For an actor, that is a remarkable statement. But this one believes that without that freedom, she could not be doing the creative work she is doing today. And, boy, is she doing a lot of it. Since her 2023 best supporting actress Oscar win for Everything Everywhere All at Once, which she describes as “mind-blowing,” Curtis’ Hollywood career has exploded with opportunity in an industry where many 60-something women are fading away by face-saving choice and a lack of job prospects. On the heels of her dramatic performance in the 2024 film The Last Showgirl and a recurring role in the critically acclaimed TV series The Bear, Curtis costars with Lindsay Lohan again in Freakier Friday, a sequel to the 2003 smash hit, out this month.

Coming this fall is The Lost Bus, which Curtis coproduced, starring Matthew McConaughey and based on the true story of a bus driver who rescued 22 students during California’s deadly 2018 Camp Fire. (She acquired the film rights to it after hearing an August 2021 NPR story about the events.) In December, she will appear in the James L. Brooks movie Ella McCay with Woody Harrelson. And next year, she will costar with Nicole Kidman in the Prime Video series Scarpetta, based on Patricia Cornwell’s series of novels, which Curtis acquired to produce back in early 2021. A second season for the series is already planned.

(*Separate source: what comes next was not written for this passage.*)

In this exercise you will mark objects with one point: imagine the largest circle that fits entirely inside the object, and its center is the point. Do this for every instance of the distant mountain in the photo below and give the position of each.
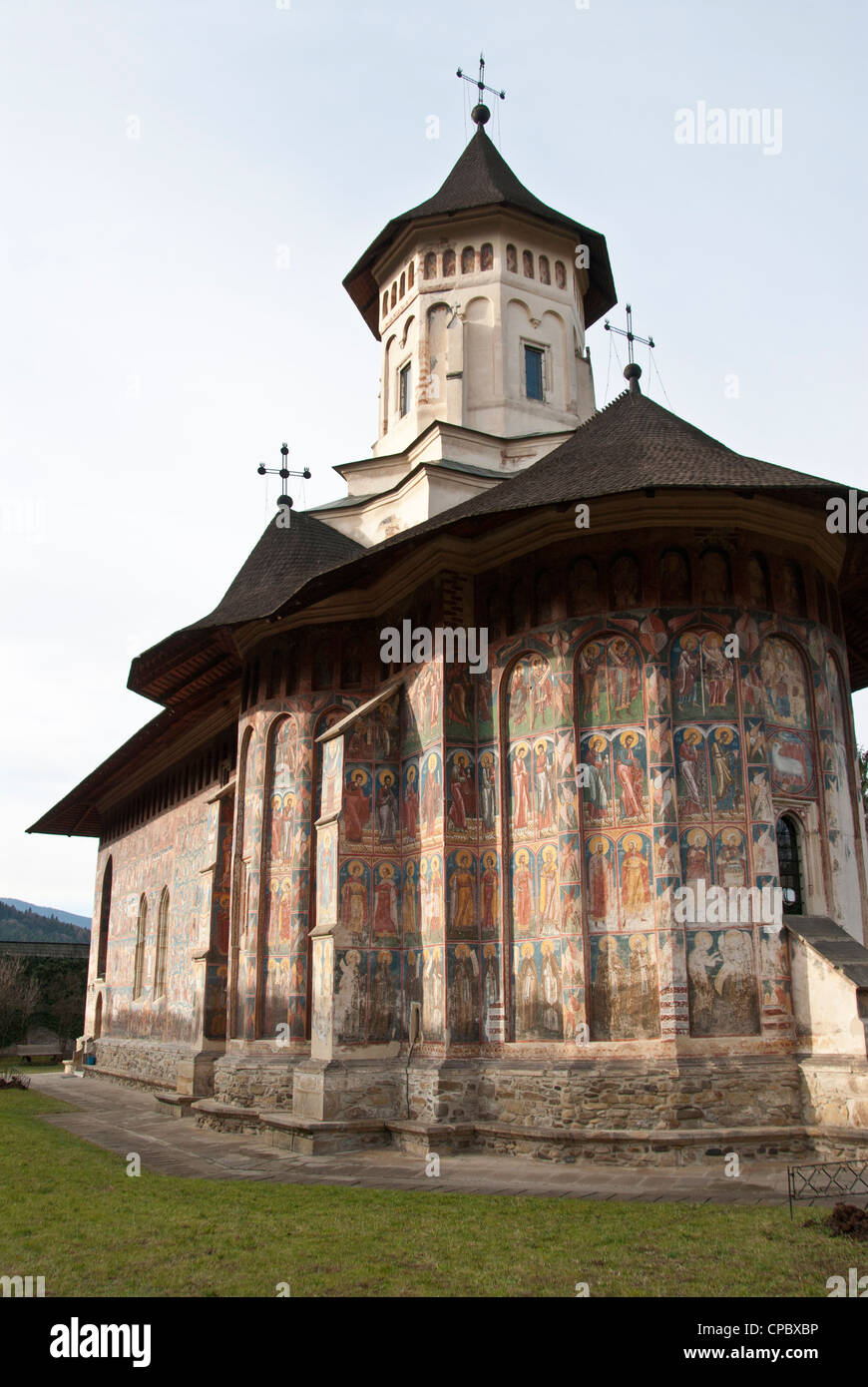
(28, 924)
(49, 911)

Additionally, Curtis has about a dozen film and TV projects in development. Indeed, she has bought a lot with that freedom, and it’s a freedom, she points out, that she has earned. “Freedom is the goal,” she repeats. “Mental freedom, physical freedom, spiritual freedom, love freedom, artistic freedom, political freedom.”
Rewind four years to when, in mid-2021, I sat down with Curtis for her last AARP The Magazine cover story. We were just emerging from the COVID-19 pandemic, and Curtis had spent the previous 14 months in physical isolation but in mental overdrive. She’d looked her mortality in the eye during that time and decided to do something significant with the time she had left.
Considering she is the daughter of actors Tony Curtis and Janet Leigh, Curtis had a fairly conventional childhood in upper-class Beverly Hills, thanks in part to the influence of her stepfather Robert Brandt, Leigh’s fourth husband, who was a stockbroker. Nonetheless, she landed on the acting circuit herself in the breakout role of Laurie in the horror film Halloween when she wasn’t yet 20. That led to a hit-and-miss Hollywood career (mostly horror and comedy roles) for nearly two decades until, in her 40s, she started telling people she would be retiring.

“I was raised in show business, a business that is ageist, misogynist and pigeonholing,” she says. “I’ve watched the sad reality when show business no longer wants you. I watched it with my parents, who went from the height of their intense fame to nobody wanting them anymore. My plan was to step away before you no longer asked for me.”